Israel’s bombing of the Gaza Strip on Sunday night was exceptional. The air force attacked a relatively large number of targets in the heaviest offensive since the end of the last Hamas-Israel war two years ago.
Neither Israel nor Hamas have said exactly what was attacked, though both sides presumably know. It’s reasonable to assume that aside from considerations of deterrence, Israel decided to seize a tactical opportunity to deprive Hamas of operational assets. The launch of a rocket at Sderot by a Palestinian terrorist group provided sufficient justification for doing so.
Despite the magnitude of the assault, Israel clearly made an effort to avoid hitting civilians. Palestinians reported that one person was lightly wounded and a few others suffered from shock. Therefore, it seems Hamas feels under no obligation to respond. For now, both sides would apparently still prefer to avoid another large-scale conflict.
One question that remains unanswered is what influence the new defense minister, Avigdor Lieberman, is having on Israel’s policy. Under his predecessor, Moshe Ya’alon, the policy-setting troika comprising the prime minister, defense minister and Israel Defense Forces chief of staff were in fundamental agreement. Senior defense officials concurred with Prime Minister Benjamin Netanyahu in wanting to avoid another war in Gaza, especially another ground war, and in believing that ousting the territory’s Hamas-run government was not worth the risks.
But Lieberman thinks otherwise. Shortly before entering the Defense Ministry, he made several aggressive statements about Hamas. Now, his critics in the media and his political rivals are using those statements to attack him for being soft.

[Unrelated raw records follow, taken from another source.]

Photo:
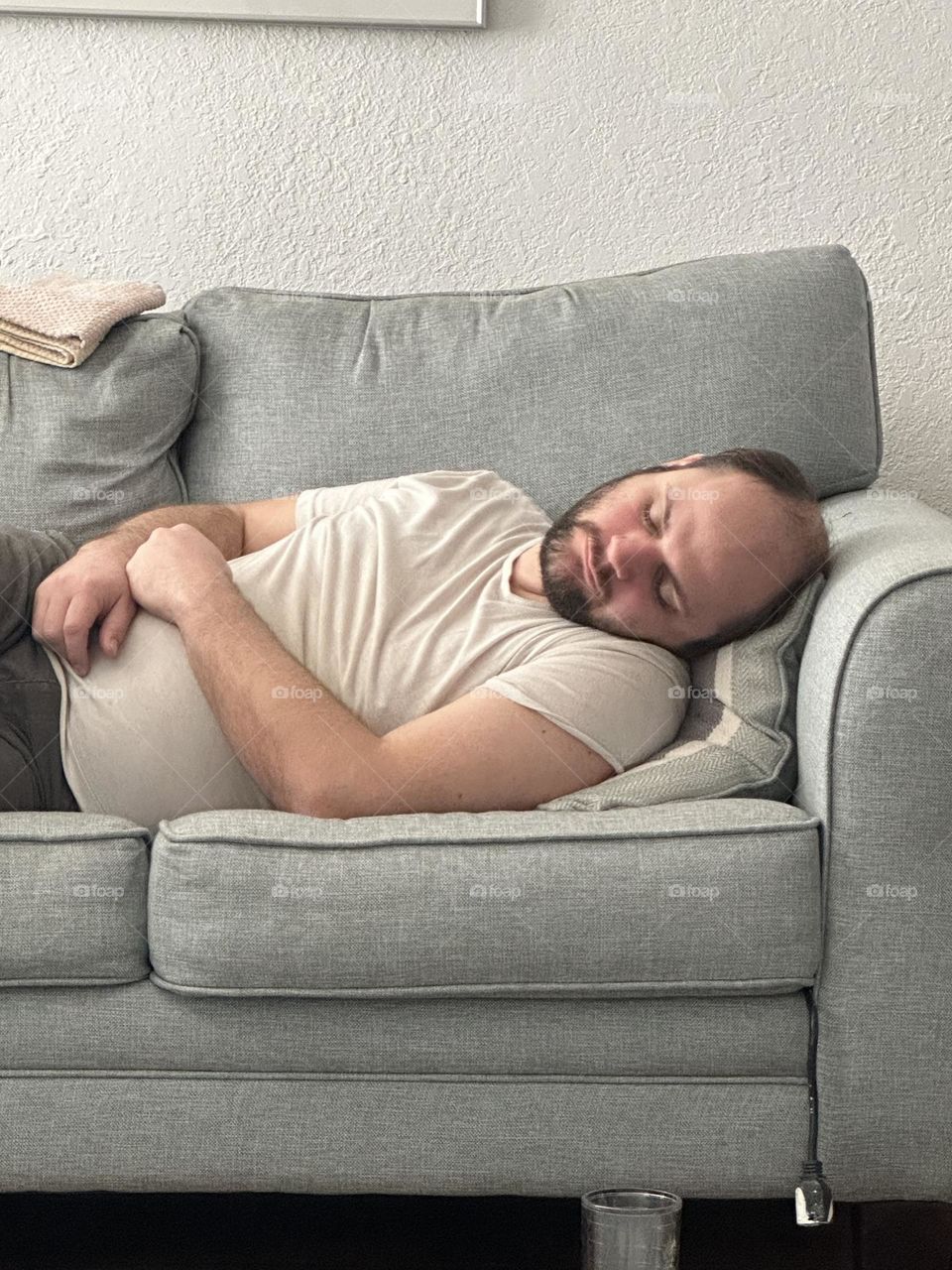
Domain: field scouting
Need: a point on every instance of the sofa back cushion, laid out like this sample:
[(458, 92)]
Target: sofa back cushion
[(556, 388), (89, 445)]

Defense decisions aren’t all political. Nevertheless, it’s hard to rule out the possibility that this criticism had some effect on the decision about Sunday’s exceptional airstrikes.
Is this new offensive policy liable to lead to another war? Netanyahu shows no interest in any such thing, and he is apparently the one who makes the final decisions.
Hamas also has its reasons for favoring restraint. Palestinian sources in Gaza said that Hamas security personnel arrested several members of the Palestinian group suspected of being behind the rocket fire. Mahmoud al-Zahar, a senior Hamas official, said yesterday that from Hamas’ standpoint, the latest round of violence is over. Similar messages were sent to Israel via back-channel mediators.
It seems Hamas’ top priority is winning a convincing victory in the Palestinian municipal elections scheduled for October 8. Hamas surprised the Palestinian Authority (and Israeli intelligence) by deciding to participate in the elections.
Senior defense officials warned the PA that it would be a mistake to hold elections under current conditions. PA officials believe their Fatah party will win easily, but Hamas has previously demonstrated its ability to run an effective political campaign, even in the PA-controlled West Bank.
Hamas also has another reason for favoring restraint against Israel. The organization’s leadership is happy that its salary crisis has been temporarily solved, after Israel allowed the Gulf States to transfer funds to pay tens of thousands of civil servants in Gaza.
It’s even possible that the Netanyahu government’s current policy – a PR war against the Palestinian Authority overseas, foot-dragging on the diplomatic process (a policy shared by PA President Mahmoud Abbas) and a modicum of military friction with Hamas in Gaza – could actually boost Hamas’ popularity in both the West Bank and Gaza, thereby helping Hamas prepare for its head-to-head political clash with Fatah in the elections.